Video: UofL Today with Dr. Susan Galandiuk, new blood test screening for colorectal cancer

Published on April 29, 2016

Dr. Susan Galandiuk, director of Colon and Rectal Surgery in the Department of Surgery at UofL School of Medicine, and a colorectal surgeon with UofL Physicians, is working on a new screening process for colorectal cancer, a blood test to identify colon polyps or cancers so those who need a colonoscopy can be better targeted.

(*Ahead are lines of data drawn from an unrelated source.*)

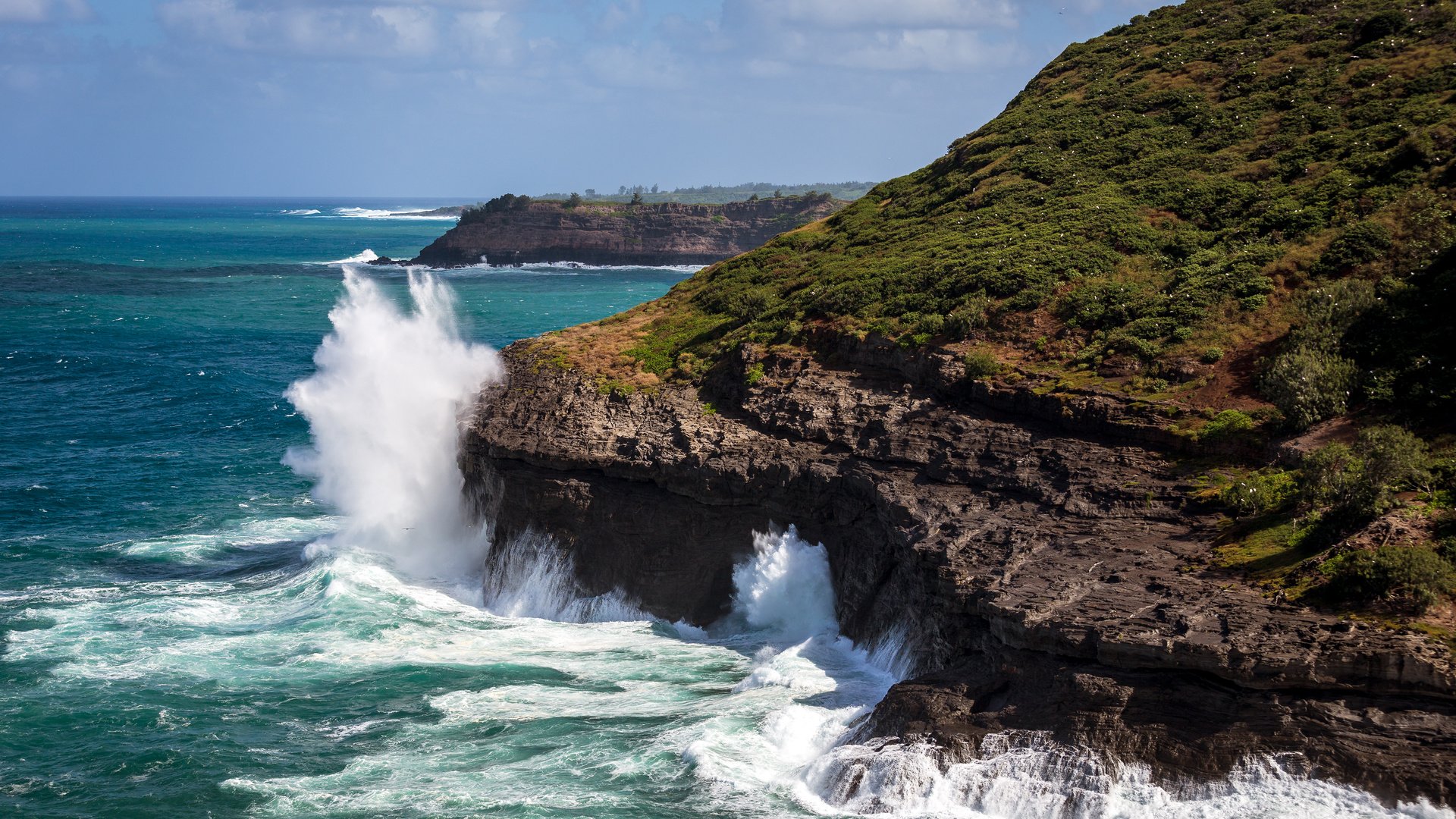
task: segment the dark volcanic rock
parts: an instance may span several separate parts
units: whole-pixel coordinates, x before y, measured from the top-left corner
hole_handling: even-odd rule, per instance
[[[588,592],[705,622],[750,532],[798,525],[828,548],[846,634],[913,637],[923,673],[866,737],[974,753],[1051,732],[1165,777],[1296,751],[1383,796],[1456,794],[1450,651],[1203,568],[1213,520],[1112,396],[1059,405],[874,344],[603,395],[529,350],[507,350],[462,456],[498,541],[546,530]]]
[[[721,205],[531,203],[457,224],[414,259],[431,267],[581,262],[713,264],[823,219],[844,203],[783,197]]]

Dr. Galandiuk said medicine is lagging behind right now for those who should be screened, and many people aren't getting a colonoscopy.

A colonoscopy identifies and treats polyps, which later can turn into cancer. Because people don't have screening tests, we have a high rate of colorectal cancer in Kentucky.

A blood test was just approved by the FDA recently, but the screening test Dr. Galandiuk is working on will actually be better than that. 

How is this test different from the blood test that was recently approved by the FDA?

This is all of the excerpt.